O dia amanheceu frio, mas luminoso. Nada fazia prever...
Era terça feira, dia de o queijeiro passar a recolher a produção de queijo fresco da semana. O casal de agricultores e o filho, em férias escolares de Natal, esperavam-no no terreiro fronteiro à casa, mas o rapazito não largava o mais recente brinquedo que ele mesmo construíra: uma “espingarda”.
Dois ou três dias antes, na aldeia, assistira maravilhado à habilidade que um amigo aprendera nas aulas de Física do primeiro período: metia quatro ou cinco cabeças de fósforo num tubo metálico, aquecia a extremidade fechada com outro fósforo aceso e, passados instantes, o tubo disparava, como uma espingarda. Que inspirador!
Logo que voltou ao campo, tratou de pedir a caixa de inox do termómetro à mãe, amarrou-a a um pedaço de tábua, que afeiçoou em forma de coronha, e estava a arma pronta. Fez algumas experiências: aumentou a carga explosiva, juntou uns grãos de chumbo à frente, por fim aplicou um bucha de cartão. Como os cartuchos do pai. Os tiros espalhavam um pouco o chumbo, mas os grãos ficavam bem cravados na casca das árvores que usava como alvo. Tencionava experimentar em breve a nova arma na caça aos pássaros.

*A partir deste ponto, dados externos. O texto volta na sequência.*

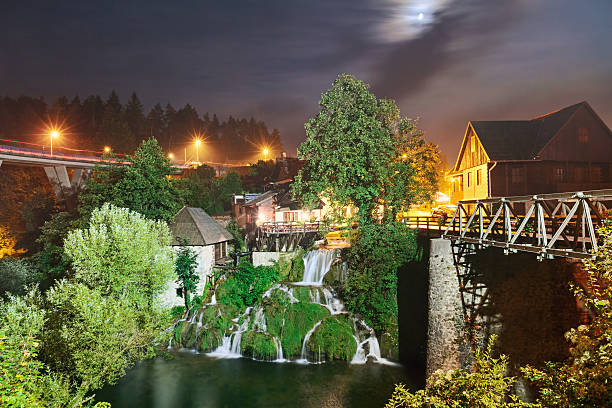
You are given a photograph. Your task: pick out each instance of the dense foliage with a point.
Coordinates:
(376, 256)
(16, 275)
(246, 284)
(144, 186)
(185, 268)
(123, 254)
(93, 123)
(585, 379)
(201, 188)
(359, 152)
(486, 387)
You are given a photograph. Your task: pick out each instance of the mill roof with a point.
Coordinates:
(198, 228)
(522, 139)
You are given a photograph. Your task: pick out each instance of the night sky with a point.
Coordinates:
(457, 61)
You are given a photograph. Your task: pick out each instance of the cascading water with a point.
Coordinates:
(316, 265)
(257, 325)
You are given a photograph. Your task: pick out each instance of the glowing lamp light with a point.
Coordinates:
(53, 133)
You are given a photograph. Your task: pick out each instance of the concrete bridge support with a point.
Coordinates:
(445, 331)
(63, 186)
(526, 303)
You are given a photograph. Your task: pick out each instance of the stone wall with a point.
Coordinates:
(528, 304)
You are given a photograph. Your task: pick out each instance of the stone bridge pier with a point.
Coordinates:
(473, 293)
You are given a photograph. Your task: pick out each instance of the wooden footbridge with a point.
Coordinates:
(284, 236)
(549, 225)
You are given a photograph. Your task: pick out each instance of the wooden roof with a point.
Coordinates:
(198, 228)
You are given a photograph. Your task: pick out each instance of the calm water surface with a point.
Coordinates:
(198, 381)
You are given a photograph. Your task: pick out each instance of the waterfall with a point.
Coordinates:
(316, 265)
(303, 357)
(279, 351)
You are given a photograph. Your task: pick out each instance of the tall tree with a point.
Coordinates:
(359, 152)
(143, 185)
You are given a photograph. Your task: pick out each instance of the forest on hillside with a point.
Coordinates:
(93, 123)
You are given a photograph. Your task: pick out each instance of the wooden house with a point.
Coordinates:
(566, 150)
(206, 237)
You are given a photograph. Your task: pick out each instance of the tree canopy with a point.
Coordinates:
(360, 152)
(144, 186)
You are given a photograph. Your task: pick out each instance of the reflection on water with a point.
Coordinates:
(197, 381)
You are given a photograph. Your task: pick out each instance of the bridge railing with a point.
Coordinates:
(559, 224)
(288, 227)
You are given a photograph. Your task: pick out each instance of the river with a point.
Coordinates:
(188, 380)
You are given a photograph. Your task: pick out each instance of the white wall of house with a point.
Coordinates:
(206, 261)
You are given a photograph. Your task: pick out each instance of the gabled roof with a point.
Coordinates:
(522, 139)
(262, 198)
(198, 228)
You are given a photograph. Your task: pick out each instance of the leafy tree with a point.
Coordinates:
(16, 275)
(585, 379)
(143, 186)
(185, 268)
(485, 387)
(203, 189)
(359, 152)
(378, 252)
(122, 254)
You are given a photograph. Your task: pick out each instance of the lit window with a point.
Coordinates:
(517, 175)
(596, 174)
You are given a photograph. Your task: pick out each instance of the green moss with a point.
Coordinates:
(177, 331)
(334, 338)
(302, 293)
(208, 340)
(258, 345)
(299, 318)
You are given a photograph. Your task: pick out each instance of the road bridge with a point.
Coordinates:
(57, 164)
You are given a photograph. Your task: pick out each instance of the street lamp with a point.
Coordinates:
(198, 150)
(53, 133)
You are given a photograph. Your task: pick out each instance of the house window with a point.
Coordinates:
(517, 175)
(220, 250)
(289, 216)
(579, 174)
(596, 174)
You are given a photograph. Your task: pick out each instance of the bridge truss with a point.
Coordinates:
(549, 225)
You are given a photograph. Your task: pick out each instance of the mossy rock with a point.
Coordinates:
(333, 339)
(177, 332)
(302, 293)
(258, 345)
(389, 346)
(299, 319)
(208, 340)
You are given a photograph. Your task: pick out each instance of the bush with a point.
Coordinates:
(484, 388)
(376, 256)
(16, 275)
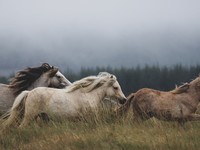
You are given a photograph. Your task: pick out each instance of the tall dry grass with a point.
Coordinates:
(103, 130)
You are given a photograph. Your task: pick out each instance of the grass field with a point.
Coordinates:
(104, 131)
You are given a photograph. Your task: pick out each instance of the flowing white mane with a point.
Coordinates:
(90, 83)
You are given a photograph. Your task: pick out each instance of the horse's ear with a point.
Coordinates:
(53, 71)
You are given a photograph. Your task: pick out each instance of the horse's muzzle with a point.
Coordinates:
(122, 101)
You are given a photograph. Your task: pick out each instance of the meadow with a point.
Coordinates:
(103, 130)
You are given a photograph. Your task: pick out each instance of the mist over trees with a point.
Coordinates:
(133, 79)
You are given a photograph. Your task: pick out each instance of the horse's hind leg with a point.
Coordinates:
(28, 118)
(193, 117)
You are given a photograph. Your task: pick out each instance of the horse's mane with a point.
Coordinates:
(90, 83)
(23, 79)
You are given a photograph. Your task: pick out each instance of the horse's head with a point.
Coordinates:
(113, 88)
(55, 78)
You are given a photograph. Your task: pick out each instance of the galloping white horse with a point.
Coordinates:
(69, 102)
(28, 79)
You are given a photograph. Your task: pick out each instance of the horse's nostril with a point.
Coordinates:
(122, 101)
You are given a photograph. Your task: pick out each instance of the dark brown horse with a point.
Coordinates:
(28, 79)
(179, 104)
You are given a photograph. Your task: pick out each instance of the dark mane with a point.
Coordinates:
(24, 79)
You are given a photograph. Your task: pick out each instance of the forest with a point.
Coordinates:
(132, 79)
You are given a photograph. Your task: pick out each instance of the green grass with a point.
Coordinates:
(104, 131)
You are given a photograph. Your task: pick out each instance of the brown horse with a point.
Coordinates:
(28, 79)
(179, 104)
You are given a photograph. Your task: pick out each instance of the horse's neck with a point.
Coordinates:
(41, 82)
(95, 96)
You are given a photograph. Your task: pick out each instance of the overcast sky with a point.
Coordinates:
(89, 33)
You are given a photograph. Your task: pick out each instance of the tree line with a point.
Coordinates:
(133, 79)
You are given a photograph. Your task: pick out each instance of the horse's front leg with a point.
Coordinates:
(193, 117)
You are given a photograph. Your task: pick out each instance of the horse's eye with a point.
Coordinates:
(57, 76)
(116, 88)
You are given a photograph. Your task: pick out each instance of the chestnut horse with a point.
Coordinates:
(179, 104)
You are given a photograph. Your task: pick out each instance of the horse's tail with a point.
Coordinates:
(17, 111)
(124, 108)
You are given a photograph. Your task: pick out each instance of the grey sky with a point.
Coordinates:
(77, 33)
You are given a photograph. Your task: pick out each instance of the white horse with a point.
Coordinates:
(82, 95)
(28, 79)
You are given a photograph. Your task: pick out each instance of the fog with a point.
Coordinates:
(88, 33)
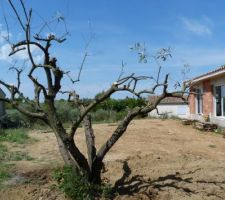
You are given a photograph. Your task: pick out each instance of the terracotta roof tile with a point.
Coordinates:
(221, 68)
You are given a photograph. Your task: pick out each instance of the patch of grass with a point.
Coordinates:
(76, 186)
(18, 155)
(219, 130)
(4, 172)
(3, 152)
(212, 146)
(15, 135)
(6, 156)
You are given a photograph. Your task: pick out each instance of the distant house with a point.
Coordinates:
(2, 104)
(207, 97)
(171, 106)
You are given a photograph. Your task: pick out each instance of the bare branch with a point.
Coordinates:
(17, 14)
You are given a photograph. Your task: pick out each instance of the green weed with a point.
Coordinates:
(77, 187)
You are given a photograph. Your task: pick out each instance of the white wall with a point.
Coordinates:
(181, 110)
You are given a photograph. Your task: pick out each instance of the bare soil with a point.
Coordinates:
(155, 159)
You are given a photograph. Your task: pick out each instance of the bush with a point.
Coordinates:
(15, 135)
(76, 186)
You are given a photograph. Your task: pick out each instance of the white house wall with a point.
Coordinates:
(181, 111)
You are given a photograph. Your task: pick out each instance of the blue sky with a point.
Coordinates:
(194, 29)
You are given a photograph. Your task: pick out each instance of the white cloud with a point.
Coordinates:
(197, 27)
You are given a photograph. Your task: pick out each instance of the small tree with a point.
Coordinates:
(46, 110)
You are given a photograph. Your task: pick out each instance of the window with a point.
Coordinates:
(220, 100)
(199, 103)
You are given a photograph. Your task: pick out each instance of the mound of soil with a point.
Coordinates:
(155, 159)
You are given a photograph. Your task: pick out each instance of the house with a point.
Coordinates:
(207, 96)
(2, 105)
(171, 106)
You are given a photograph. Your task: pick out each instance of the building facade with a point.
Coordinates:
(2, 104)
(207, 97)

Dessa vez, o queijeiro não vinha sozinho; trazia o filho, assim disse. Só muitos anos mais tarde o jovem inventor suspeitou que aquele rapazola não era outro senão o diabo. Ou, pelo menos, o seu instrumento.
Apeou-se e dirigiu-se, seguro e sobranceiro, ao moço do campo. Este, orgulhoso, mostrou-lhe logo a “espingarda”. Mas o visitante não parecia trazer tenção de brincar. Era entroncado e devia ter mais dois anos que o jovem atirador, pelo menos. Dirigiu a curiosidade fiscalizadora para a cerca de troncos em que uma bezerra mugia a pedir a mãe.
- Porque é que a bezerra está presa? - indagou, austero.
- “Atão”, é a corte dela! - respondeu o miúdo, incapaz de explicar uma evidência.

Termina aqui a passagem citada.